Piercings hebben een lange weg afgelegd sinds hun begin, en wat velen beschouwen als een moderne trend heeft wortels die diep in de geschiedenis zijn geworteld. Het oudste bewijs van deze praktijk is te vinden in de beroemde mummie Ötzi, ook wel bekend als de Iceman, die dateert van 5,3 duizend jaar geleden. Ontdekt in 1991 in de Alpen, biedt deze mummie ons niet alleen een kijkje in het leven van onze voorouders, maar onthult ook dat het gebruik van piercings destijds gebruikelijk was.

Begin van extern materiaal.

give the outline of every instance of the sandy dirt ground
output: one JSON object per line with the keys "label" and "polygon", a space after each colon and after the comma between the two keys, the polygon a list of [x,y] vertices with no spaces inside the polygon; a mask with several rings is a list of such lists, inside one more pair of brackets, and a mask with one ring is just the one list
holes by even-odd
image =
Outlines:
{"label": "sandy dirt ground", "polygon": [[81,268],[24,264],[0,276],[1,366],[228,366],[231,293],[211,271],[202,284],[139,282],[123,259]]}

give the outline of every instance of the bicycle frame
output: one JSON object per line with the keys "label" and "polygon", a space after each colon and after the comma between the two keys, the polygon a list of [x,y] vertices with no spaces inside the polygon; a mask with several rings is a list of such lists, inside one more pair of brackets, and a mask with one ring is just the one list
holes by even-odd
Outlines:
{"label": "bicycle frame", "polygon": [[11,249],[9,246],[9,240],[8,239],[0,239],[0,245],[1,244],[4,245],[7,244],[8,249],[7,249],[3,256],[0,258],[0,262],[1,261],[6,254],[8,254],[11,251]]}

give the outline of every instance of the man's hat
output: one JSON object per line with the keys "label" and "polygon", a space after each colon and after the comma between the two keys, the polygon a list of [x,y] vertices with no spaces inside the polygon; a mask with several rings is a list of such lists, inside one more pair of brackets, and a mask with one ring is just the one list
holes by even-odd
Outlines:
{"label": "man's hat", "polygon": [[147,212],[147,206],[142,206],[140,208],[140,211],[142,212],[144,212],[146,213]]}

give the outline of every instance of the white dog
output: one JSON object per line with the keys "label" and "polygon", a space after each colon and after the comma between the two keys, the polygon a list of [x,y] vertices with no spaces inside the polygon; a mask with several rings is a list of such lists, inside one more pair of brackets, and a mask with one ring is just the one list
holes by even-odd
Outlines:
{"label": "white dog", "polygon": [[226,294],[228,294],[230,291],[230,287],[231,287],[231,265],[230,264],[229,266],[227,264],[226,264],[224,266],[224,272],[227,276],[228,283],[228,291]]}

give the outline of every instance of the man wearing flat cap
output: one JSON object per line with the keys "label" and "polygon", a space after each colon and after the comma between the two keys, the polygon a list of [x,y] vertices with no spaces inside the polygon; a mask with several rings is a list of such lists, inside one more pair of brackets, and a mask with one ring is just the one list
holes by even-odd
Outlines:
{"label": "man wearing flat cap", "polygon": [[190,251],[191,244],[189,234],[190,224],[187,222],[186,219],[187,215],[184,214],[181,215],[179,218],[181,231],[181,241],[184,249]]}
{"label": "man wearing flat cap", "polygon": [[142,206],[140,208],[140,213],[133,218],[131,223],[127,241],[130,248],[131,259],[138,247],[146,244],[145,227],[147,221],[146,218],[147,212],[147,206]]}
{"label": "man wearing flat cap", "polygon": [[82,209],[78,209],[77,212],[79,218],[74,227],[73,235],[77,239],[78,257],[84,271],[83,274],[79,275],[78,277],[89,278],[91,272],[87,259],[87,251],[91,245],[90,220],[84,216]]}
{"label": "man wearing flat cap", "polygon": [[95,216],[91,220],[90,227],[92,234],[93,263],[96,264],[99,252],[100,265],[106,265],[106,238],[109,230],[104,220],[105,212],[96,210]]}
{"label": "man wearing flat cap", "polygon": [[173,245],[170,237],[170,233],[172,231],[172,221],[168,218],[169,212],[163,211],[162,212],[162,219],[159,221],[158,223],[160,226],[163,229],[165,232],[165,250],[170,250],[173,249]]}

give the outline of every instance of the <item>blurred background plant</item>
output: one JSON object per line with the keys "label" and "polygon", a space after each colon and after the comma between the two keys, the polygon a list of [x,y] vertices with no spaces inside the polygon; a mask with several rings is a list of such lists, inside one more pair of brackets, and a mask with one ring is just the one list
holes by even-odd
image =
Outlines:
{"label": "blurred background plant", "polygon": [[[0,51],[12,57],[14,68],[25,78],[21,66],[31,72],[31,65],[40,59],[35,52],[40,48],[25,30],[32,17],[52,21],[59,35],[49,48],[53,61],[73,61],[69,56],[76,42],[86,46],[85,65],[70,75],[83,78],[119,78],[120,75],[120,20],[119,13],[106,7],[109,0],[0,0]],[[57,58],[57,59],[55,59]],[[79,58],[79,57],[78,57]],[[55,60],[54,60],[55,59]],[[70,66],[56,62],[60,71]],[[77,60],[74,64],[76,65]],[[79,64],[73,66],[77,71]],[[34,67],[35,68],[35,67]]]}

Ötzi, die ongeveer 1,60 m lang was, had zijn oorlellen doorboord met een diameter die varieerde tussen 7 en 10 mm. Deze praktijk suggereert dat het gebruik van versieringen op het lichaam niet slechts een whim was, maar een integraal onderdeel van de cultuur van zijn tijd. In tegenstelling tot de Egyptische mummies, die opzettelijk werden gebalsemd voor het hiernamaals, werd Ötzi vermoord en werd zijn lichaam op natuurlijke wijze geconserveerd dankzij de lage temperaturen van zijn omgeving.
Verder dan Ötzi
Hoewel Ötzi het bekendste voorbeeld is, wordt aangenomen dat het gebruik van piercings zelfs nog ouder kan zijn. Wetenschappers hebben slijtagepatronen gevonden in de tanden en kaken van populaties die 29 duizend jaar geleden in de Pavlov-heuvels in Centraal-Europa leefden. Dit suggereert dat deze oude mensen ook versieringen op de lippen of de tong hebben gebruikt, wat een scala aan mogelijkheden opent over de geschiedenis van het versierde lichaam.
Dus de volgende keer dat je iemand met een piercing ziet, herinner je dan dat deze vorm van persoonlijke expressie een rijke en fascinerende geschiedenis heeft die duizenden jaren teruggaat, en de idee uitdaagt dat het een voorbijgaande mode is van de huidige jeugd.